At a Bio-IT World Conference sponsor-held dinner late last month, Cleversafe founder Chris Gladwin presented his predictions for big data.
"Ten years from now… the organization will have the zettabyte," he said. "Sub-petabyte enterprise drives won't exist."
Gladwin should know. As one of Chicago's technology sector heavyweights, his name appears on more than 1,000 patents related to advanced data storage technology.
Obviously, that's a lot of data to manage. For years, pundits in the health and life sciences (an industry infamous for big-data gluttony) have fretted over their ability to search and access their increasingly abundant data.
Also: How do they afford it all? The solution, most agree, involves cloud services.
"The fundamental issue we run into over and over again is… 'information bottleneck,'" Jason Stowe, CEO of Cycle Computing, told Bio-IT attendees in a pre-conference workshop. Describing the "limitation of fixed-size infrastructure," Stowe asserted that entirely local solutions don't mix well with big data, because of the tendency to size questions to the available computing environment. The non-IaaS big data enterprise is either constrained by insufficient IT or overpaying for unused HPC.
R. Mark Adams, CIO of Good Start Genetics (a Cycle Computing customer), concurs. "The interesting thing about cloud computing is it sort of forces you to pay by cloud compute unit… unlike the stuff in our basement, which we're basically paying for anytime the electricity's on and the air conditioning's running, which is pretty much all the time," he told workshop attendees.
Many enterprises already have invested heavily in on-premises HPC infrastructures. Adams addresses this conundrum of how to balance local HPC infrastructure with the cloud -- whether an enterprise should "shift… to the cloud in toto," piecemeal it, or even decide that "I'm just gonna do new things out in the cloud."
The ultimate question is what it is "going to cost us to buy new computers to accommodate our scale," he said. "The only way it's usually cheaper to buy the equivalent hardware all in is if you're gonna run it" at a 90% load.

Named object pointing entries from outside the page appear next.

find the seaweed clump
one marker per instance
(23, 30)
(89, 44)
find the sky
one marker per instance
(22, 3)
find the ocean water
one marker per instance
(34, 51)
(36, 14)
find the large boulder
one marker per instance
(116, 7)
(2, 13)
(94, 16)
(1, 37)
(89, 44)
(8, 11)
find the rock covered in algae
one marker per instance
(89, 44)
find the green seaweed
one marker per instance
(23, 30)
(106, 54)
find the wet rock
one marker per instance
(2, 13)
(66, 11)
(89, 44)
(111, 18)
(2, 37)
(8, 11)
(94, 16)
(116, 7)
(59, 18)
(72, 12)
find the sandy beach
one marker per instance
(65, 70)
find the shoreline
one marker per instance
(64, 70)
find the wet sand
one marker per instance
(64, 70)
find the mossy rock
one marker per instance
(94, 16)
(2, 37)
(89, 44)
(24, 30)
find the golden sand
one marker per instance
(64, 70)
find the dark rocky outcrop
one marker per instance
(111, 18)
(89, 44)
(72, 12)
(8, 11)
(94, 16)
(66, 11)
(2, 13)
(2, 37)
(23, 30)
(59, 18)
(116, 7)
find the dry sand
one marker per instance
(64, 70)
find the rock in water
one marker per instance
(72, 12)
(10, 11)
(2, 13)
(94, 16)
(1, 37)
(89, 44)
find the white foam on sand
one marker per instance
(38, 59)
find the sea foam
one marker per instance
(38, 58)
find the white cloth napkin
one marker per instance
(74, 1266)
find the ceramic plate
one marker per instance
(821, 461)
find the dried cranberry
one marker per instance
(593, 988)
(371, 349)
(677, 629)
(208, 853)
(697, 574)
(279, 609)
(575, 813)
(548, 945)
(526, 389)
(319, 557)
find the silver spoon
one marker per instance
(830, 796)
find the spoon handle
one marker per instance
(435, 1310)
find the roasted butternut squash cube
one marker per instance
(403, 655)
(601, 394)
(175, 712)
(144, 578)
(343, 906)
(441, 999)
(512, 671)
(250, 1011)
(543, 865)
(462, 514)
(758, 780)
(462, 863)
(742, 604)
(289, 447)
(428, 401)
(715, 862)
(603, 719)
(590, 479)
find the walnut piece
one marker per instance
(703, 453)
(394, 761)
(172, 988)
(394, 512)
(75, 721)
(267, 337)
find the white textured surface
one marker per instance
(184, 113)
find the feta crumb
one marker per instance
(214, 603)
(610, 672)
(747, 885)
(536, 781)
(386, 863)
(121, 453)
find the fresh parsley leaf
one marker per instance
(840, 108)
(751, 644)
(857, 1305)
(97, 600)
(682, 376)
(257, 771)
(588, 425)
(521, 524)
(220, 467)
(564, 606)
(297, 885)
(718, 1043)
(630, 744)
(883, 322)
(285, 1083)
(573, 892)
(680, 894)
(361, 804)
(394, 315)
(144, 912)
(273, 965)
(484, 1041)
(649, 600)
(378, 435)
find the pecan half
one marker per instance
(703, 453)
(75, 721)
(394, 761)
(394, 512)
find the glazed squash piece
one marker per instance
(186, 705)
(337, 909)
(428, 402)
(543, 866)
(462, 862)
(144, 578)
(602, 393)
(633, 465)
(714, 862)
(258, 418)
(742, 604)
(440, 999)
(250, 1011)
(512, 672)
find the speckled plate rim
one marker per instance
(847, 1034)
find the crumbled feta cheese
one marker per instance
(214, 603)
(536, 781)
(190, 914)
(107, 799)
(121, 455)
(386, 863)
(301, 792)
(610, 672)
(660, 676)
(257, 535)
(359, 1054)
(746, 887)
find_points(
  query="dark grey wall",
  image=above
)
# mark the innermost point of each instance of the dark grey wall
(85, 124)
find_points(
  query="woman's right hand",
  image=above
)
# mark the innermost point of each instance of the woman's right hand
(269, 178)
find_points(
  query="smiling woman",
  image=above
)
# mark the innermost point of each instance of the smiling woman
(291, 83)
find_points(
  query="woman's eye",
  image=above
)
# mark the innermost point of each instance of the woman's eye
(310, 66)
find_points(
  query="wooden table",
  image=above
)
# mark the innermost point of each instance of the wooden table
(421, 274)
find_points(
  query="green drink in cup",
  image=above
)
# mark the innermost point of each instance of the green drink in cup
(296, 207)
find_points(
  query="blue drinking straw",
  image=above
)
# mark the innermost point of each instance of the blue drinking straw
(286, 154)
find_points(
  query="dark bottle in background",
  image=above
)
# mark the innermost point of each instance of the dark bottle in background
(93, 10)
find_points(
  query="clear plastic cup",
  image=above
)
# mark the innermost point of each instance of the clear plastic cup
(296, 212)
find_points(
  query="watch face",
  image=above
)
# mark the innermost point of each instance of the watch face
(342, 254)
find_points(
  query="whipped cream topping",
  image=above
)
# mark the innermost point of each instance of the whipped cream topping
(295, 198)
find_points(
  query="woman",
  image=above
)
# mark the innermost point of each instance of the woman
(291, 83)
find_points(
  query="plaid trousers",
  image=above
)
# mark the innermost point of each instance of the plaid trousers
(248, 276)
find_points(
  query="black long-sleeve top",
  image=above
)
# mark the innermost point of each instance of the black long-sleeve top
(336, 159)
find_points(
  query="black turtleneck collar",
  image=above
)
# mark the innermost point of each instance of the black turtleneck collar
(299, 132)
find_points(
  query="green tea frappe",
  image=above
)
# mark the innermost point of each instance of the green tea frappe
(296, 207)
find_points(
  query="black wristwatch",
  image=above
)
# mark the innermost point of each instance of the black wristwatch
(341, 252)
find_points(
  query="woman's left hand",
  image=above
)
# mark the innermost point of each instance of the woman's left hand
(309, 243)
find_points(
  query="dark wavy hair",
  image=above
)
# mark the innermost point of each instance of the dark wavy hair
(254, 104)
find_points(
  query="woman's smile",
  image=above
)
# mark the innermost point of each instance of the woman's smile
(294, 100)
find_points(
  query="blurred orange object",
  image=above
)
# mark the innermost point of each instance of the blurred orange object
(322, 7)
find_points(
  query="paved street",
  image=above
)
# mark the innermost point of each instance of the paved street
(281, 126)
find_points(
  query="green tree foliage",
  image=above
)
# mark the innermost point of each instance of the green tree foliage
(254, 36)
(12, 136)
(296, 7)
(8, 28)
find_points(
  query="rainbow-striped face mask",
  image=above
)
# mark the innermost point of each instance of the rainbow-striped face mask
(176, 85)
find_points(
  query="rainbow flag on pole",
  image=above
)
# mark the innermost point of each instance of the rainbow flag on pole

"Tape runs about four cents," said Benjamin Breton, a bioinformatics software engineer at Good Start Genetics. "Something like Amazon Glacier is cheaper." Though Breton was careful to point out that Amazon does not do business associate agreements for Glacier yet, he said scaling out with IaaS is still better than saying, "You know that computer we just spent $2 million on? I need a million dollars for another one, because it's not enough."
Hybrid IaaS solutions are becoming increasingly popular and innovative. Several Bio-IT World exhibitors -- including Seven Bridges Genomics and Bina Technologies -- presented local turnkey "infrastructure-in-a-box" appliances that, though able to work independently of the cloud, can be leveraged to complement both local storage and the providers' own cloud platforms and infrastructures.
Bina's next-generation sequencing appliances, for instance, optimize data output for automatic upload to its newly unveiled Annotation Platform, which can filter large data sets in real-time. Gianfranco de Feo, Bina's vice president of marketing, said hybrid solutions like these "can marry performance" between hardware and software.
The timing, too, is especially good right now for big-data enterprises seeking the power of IaaS.
Adams said Good Start Genetics was able to come in well under the conservative end of its budget estimate for cloud services. "These guys are in a pricing war right now." Between growing competition and the significant drop in cloud demand because of Edward Snowden's revelations about NSA spying, this comes as little surprise.
Breton, who analyzed long-term storage costs should Good Start Genetics keep its accumulated data for 20 years, is optimistic that yet more low prices are coming. He advised attendees that a one-year contract with cloud providers would be better than a three-year contract, because of these bargains.
"This kind of utility access can really shorten the [data integration] process," Stowe said. It "can fundamentally change the way in which we approach scientific processes."
In other words: "bigger data faster" -- the industry creed.